Rustic Concrete Stools
Vintage farmhouse concrete stools - the legs are detachable, which I like but might not be your thing. Use as a plant stand or side table, not for human sitting.
I made the bigger one by filling the lowes bucket to the 2.5" line. The little one was made using a smaller tupperware container.
Tip: using a mug to scoop is so much easier than using a red solo cups
(Optional: rub oil around the bucket to make it easier to free the stool once the concrete has set)
I just eyeballed it. You don't want it soupy, cause the concrete will be weak and may fall apart. If you buy the 10lb packets of concrete mix, it'll give you a more specific amount of water to add. When you're done adding water and mixing, gently tap the sides to get rid of bubbles.
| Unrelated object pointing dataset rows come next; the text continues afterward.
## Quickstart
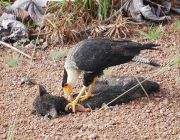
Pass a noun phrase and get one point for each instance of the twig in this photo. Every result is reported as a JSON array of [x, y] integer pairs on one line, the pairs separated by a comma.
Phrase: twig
[[143, 88], [8, 45], [115, 14]]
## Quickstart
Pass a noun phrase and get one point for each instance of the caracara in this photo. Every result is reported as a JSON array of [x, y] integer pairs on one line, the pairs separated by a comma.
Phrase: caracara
[[92, 56]]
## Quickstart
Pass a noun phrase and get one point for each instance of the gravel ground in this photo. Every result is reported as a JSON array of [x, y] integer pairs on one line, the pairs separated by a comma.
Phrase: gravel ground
[[155, 118]]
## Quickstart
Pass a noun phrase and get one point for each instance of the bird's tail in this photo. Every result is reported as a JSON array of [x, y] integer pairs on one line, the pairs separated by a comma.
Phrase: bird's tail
[[144, 60], [149, 46]]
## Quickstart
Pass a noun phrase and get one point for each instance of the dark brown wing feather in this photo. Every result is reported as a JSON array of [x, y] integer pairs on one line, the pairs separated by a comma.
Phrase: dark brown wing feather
[[96, 54]]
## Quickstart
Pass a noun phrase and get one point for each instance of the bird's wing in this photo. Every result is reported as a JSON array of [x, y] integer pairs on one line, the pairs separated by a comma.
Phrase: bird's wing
[[99, 53]]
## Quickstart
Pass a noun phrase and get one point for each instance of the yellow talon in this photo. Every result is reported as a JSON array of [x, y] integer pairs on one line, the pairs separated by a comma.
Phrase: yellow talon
[[72, 105], [85, 97]]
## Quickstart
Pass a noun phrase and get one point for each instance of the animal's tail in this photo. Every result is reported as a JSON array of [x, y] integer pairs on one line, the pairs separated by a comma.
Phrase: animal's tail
[[144, 60], [149, 46]]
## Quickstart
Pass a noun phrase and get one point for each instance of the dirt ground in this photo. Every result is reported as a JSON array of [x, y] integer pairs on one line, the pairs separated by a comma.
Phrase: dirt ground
[[154, 119]]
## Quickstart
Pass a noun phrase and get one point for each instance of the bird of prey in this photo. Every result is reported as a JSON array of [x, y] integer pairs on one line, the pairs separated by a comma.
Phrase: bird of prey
[[91, 56]]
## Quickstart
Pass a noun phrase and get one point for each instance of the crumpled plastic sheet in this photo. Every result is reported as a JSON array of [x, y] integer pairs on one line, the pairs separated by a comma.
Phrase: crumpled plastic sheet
[[17, 32], [148, 12], [33, 7]]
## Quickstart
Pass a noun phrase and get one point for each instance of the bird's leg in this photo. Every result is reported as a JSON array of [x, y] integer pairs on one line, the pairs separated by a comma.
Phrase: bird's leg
[[75, 102], [89, 93]]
Again, I eyeballed the placement and stuck them about 1.5" into the mix, while it's still wet and hasn't set. Then wait at least 24h for the concrete to set before trying to remove the stool from the bucket!
The scariest part! Turn that stool upside down and GENTLY tap on the sides to free it from the bucket.
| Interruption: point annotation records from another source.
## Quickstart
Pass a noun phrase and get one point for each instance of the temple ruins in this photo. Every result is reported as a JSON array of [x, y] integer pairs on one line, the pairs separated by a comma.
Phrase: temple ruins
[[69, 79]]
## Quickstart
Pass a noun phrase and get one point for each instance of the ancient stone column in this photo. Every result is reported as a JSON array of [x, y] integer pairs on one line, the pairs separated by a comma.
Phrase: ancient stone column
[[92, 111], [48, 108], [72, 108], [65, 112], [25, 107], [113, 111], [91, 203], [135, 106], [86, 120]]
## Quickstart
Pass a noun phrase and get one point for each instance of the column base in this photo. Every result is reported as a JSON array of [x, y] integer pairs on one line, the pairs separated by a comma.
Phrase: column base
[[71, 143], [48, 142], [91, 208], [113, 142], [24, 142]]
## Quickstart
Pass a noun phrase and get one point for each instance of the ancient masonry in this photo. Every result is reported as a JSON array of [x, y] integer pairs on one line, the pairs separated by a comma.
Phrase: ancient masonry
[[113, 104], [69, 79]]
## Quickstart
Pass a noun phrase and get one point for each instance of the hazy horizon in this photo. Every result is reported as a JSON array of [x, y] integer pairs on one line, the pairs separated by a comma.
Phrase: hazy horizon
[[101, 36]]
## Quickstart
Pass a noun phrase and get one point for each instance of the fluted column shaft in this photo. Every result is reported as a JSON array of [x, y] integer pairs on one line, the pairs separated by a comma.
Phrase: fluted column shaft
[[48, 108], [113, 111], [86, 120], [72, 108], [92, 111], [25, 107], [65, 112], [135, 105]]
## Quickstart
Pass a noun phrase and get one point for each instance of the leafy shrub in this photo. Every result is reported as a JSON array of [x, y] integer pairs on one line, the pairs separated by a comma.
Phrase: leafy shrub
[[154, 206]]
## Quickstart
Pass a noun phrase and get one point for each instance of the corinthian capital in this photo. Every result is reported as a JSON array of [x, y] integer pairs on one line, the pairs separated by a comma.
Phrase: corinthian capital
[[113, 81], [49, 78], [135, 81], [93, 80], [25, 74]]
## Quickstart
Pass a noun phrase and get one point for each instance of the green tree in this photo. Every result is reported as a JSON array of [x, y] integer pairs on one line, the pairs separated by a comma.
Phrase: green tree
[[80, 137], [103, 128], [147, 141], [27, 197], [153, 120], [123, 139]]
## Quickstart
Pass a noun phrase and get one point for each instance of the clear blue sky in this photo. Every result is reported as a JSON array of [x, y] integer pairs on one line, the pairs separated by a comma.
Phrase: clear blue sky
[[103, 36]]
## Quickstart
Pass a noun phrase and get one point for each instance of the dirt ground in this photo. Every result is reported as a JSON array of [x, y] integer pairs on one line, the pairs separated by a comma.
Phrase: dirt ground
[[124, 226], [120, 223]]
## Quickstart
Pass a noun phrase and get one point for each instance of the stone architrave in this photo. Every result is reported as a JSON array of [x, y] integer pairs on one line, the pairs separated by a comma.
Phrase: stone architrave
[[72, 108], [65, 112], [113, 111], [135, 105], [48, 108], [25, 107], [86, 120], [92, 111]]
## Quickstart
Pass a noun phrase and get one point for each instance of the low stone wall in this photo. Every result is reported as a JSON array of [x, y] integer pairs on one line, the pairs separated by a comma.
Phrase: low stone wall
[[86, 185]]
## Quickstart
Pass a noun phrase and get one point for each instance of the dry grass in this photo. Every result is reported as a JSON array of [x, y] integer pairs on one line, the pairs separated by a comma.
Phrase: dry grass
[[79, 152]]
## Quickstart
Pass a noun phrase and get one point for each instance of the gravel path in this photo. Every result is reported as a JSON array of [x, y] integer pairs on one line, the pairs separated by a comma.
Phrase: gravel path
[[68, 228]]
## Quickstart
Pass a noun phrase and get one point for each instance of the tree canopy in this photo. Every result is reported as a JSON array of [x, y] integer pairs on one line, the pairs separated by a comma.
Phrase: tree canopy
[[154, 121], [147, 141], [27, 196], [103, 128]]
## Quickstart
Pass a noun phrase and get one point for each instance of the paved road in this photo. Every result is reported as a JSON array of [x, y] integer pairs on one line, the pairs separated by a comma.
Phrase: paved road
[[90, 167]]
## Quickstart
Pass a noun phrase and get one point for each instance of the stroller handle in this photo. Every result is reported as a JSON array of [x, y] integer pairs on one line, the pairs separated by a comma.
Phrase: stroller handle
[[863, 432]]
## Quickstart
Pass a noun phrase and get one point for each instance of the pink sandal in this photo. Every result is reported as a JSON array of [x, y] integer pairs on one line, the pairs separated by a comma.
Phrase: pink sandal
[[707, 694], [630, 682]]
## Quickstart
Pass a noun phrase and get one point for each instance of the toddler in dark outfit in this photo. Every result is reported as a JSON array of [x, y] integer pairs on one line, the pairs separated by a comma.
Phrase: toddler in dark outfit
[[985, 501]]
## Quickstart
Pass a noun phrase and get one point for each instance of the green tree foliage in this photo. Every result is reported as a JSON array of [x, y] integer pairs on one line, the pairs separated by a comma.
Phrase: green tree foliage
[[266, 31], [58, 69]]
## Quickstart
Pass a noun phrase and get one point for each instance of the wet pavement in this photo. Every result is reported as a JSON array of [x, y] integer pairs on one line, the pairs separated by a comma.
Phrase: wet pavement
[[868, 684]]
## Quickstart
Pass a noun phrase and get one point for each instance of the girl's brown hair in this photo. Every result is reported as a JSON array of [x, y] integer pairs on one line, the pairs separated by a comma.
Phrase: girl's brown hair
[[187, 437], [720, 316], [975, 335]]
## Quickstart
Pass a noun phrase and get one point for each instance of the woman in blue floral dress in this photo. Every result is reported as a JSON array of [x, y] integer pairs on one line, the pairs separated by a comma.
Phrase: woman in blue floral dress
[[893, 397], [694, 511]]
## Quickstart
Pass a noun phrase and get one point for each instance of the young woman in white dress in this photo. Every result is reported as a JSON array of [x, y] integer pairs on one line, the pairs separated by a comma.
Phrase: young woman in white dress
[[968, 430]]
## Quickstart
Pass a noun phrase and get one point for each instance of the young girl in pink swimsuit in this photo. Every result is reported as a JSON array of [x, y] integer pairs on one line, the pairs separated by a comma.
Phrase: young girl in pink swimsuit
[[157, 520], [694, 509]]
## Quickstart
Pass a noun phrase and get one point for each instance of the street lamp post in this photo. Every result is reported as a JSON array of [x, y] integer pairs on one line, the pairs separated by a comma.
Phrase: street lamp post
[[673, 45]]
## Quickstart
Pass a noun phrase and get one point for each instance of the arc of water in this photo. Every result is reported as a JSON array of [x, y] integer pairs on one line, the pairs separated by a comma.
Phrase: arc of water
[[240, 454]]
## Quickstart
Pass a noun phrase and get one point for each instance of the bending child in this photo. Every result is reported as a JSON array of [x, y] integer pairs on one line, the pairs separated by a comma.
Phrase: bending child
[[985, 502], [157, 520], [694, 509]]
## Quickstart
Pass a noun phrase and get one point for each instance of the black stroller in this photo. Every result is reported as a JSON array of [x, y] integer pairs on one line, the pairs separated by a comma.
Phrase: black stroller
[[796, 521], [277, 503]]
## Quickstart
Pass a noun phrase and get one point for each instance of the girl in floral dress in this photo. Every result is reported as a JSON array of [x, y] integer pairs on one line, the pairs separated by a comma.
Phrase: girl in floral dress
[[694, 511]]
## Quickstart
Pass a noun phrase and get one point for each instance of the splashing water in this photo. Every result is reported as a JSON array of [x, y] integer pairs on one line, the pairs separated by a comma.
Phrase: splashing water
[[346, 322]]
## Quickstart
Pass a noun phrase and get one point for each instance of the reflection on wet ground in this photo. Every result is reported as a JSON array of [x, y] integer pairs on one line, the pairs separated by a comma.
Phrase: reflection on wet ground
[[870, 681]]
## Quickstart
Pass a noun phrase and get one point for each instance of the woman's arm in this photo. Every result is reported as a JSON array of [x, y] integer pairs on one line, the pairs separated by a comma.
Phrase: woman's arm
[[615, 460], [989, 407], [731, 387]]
I used a wire brush to age the legs and stained them using minwax special walnut stain. But you can do whatever you want.
Since I made the smaller stool in tupperware, I had to creatively prop the legs up while the concrete set. If I could redo this, I would've gotten a round 2 gallon bucket.
You can see indentations from the tupperware on the little guy, but it's still pretty cute.
As I've mentioned, the legs are detachable, but the stool is still sturdy. This one holds my heavy monstera.
Using this method, the legs are not permanently attached to concrete top and will detach over time (or constantly moving them for photos ). There are other methods using wire to wrap around the dowels before placing them in the concrete mix that will help keep them attached, but I don't mind that they come apart - made it easier for moving!